Viski kadehine uzanacaktım ki Nick farketti ve kadehimi bana uzattı. "Senin ne yaptığını bilmiyorum, ama inan Jane bunu ilk defa yaşıyor" diyerek kadeh kaldırdı. İkimiz de birer elimide kalkık aletlerimiz, birer elimizde viski kadehleri tokuşturup gülerek birer yudum aldık. Yerde yatan Jane'e bakım gülüyorduk. "Sen gerçekten iyiymişsin." dedi Nick. "Genelde aceleci olurlar, ama sen gayet sakin ve uyumlusun" diye ekledi. "Zevk vermeyi seviyorum. Çünkü o zaman daha fazla zevk alıyorum, ve felsefem ilk defa sikiyorsan, sağlam sik ki hep sikebilesin" deyince Nick kahkahayı bastı. "Bak bu doğru işte, bunu sevdim" diye gülümsedi ve tekrar kadeh kaldırdı. "Huge Turk, bir kere sik iyi sik, hep sik" diye gülerek. Kadeh tokuşturduk tekrar ve birer yudum daha aldık viskilerimizden.

Bu arada Jane kendine gelmişti. Doğrulup dizlerini göğsüne çekti ve oturdu o şekilde yerde. Viski kadehini uzattım. "Bu iyi gelir" diye gülümsedim. "Sen... Delisin" diye aldı bardağı ve bir dikişte tamanını içti.
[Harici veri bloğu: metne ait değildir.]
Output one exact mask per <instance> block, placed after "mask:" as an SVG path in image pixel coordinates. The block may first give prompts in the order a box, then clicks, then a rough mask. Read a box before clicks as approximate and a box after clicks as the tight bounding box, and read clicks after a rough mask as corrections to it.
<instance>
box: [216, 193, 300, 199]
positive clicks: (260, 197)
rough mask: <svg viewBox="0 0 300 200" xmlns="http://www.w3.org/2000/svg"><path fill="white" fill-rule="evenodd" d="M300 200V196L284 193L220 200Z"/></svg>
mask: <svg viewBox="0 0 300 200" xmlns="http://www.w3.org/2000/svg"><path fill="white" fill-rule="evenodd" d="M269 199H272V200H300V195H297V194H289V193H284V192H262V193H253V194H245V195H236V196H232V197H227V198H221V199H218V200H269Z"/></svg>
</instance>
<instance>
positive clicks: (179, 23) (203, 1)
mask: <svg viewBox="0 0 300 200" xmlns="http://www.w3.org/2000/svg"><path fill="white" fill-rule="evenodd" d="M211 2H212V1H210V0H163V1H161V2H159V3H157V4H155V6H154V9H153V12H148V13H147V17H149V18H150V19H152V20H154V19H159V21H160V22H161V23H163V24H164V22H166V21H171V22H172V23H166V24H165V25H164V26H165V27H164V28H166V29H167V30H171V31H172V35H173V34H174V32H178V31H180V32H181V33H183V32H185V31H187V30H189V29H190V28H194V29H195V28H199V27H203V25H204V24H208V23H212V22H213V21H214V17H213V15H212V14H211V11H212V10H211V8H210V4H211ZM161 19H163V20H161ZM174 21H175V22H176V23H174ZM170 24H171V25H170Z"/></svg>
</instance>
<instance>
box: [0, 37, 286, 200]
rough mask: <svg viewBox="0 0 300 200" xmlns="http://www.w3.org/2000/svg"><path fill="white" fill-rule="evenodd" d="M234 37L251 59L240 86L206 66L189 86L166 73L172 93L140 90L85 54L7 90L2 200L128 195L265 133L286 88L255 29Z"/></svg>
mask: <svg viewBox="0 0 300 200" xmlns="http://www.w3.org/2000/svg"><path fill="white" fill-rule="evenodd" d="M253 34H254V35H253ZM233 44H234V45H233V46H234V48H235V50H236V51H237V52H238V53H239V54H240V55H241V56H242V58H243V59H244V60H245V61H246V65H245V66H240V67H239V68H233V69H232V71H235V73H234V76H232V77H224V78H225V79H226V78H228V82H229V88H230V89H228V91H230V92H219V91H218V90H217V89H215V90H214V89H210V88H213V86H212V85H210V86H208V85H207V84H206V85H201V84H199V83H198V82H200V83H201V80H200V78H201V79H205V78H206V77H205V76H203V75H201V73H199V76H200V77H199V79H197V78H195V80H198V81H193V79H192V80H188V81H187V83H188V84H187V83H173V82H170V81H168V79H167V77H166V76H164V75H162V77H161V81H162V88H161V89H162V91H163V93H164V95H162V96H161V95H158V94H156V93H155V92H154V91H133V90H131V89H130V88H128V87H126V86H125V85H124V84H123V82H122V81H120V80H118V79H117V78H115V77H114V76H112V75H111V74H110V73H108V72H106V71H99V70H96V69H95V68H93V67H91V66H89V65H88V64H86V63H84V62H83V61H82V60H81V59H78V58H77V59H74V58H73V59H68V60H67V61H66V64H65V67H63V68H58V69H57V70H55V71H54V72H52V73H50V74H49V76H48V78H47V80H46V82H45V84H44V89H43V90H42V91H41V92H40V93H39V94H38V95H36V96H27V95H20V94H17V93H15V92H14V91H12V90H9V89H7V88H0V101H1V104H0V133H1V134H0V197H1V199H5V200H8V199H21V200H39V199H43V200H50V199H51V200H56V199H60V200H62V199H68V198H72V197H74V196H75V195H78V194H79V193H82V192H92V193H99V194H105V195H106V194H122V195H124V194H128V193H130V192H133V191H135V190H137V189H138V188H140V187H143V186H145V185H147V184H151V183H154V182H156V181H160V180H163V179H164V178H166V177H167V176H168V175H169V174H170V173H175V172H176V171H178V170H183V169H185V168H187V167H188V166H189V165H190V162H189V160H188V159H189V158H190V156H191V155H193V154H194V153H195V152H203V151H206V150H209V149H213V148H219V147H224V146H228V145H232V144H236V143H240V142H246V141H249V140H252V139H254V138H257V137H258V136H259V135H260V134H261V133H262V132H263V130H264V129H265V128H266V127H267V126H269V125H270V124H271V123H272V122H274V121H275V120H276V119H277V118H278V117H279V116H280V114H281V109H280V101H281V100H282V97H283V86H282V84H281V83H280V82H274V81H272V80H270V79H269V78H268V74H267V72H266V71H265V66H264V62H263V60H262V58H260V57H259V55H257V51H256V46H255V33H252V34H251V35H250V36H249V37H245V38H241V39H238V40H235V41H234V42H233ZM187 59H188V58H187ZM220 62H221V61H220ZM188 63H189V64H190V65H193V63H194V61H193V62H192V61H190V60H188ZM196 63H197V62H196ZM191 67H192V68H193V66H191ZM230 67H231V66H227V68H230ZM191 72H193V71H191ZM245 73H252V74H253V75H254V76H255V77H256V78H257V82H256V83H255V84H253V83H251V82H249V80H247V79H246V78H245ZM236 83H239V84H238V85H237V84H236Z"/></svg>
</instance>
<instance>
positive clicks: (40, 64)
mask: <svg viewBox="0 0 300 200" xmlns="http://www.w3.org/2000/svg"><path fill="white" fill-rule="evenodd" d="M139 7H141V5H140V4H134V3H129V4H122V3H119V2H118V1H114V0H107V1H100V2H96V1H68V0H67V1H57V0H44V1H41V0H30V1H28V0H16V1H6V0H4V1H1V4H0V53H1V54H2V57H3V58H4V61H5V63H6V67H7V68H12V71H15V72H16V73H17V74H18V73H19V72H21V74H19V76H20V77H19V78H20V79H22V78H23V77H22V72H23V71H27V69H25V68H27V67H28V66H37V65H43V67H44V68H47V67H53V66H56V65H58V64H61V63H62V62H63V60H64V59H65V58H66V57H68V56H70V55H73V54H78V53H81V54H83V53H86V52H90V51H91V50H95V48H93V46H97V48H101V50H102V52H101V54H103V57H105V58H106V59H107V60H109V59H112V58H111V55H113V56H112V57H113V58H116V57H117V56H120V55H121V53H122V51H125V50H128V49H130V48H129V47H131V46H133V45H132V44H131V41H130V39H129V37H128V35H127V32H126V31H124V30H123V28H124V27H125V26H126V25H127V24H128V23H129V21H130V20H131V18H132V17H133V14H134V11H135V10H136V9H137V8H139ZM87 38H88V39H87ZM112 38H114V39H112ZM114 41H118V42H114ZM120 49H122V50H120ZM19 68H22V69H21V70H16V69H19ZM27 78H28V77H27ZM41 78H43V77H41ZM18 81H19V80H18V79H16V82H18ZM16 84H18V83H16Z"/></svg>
Nick ve ben gülüyorduk. "Ben de tam onu söylüyordum" diye ekledi Nick. "Duş alacağım" diye ayaklandı Jane ama kalkarken sendeledi hafifçe. "Hala sarsılıyorum" diye güldü. Önümüzden geçerken kalçasına küçük bir şaplak yapıştırdım. "hadi daha yeni başladık" diye gülümsedim. "Nick, birkaç gün daha kalma konusuda ne dersin?" diye gülerek sordu. Nick güldü. "Neden olmasın" diye yanıtladı.

"keşke daha fazla zamanımız olsaydı" diye devam etti Nick Jane duşa girerken. "Ama ikimizin de Salı günü işimizin başında olmamız lazım. Anlaşılan yakın gelecekte bir Türkiye ziyaretimiz daha olacak çılgın şeyler yaşamak için" diye güldü Nick. "O zaman 4 ay sonra ABD'de görüşürüz" diye yanıtladım. "Nasıl yani!" diye şaşırdı birden Nick. "4 ay sonra bir ABD seyahatim var. New York'da olacağım bir eğitim için 1 haftalığına. Eğitim bittikten sonra birkaç gün de kalıp eski arkadaşlarımı ziyaret etmeye gitmeyi planlıyordum. Belki Sizinle New York'da buluşabiliriz, tarihler uyar ise ben birkaç gün de sizin için uzatırım seyahatimi" diye devam ettim.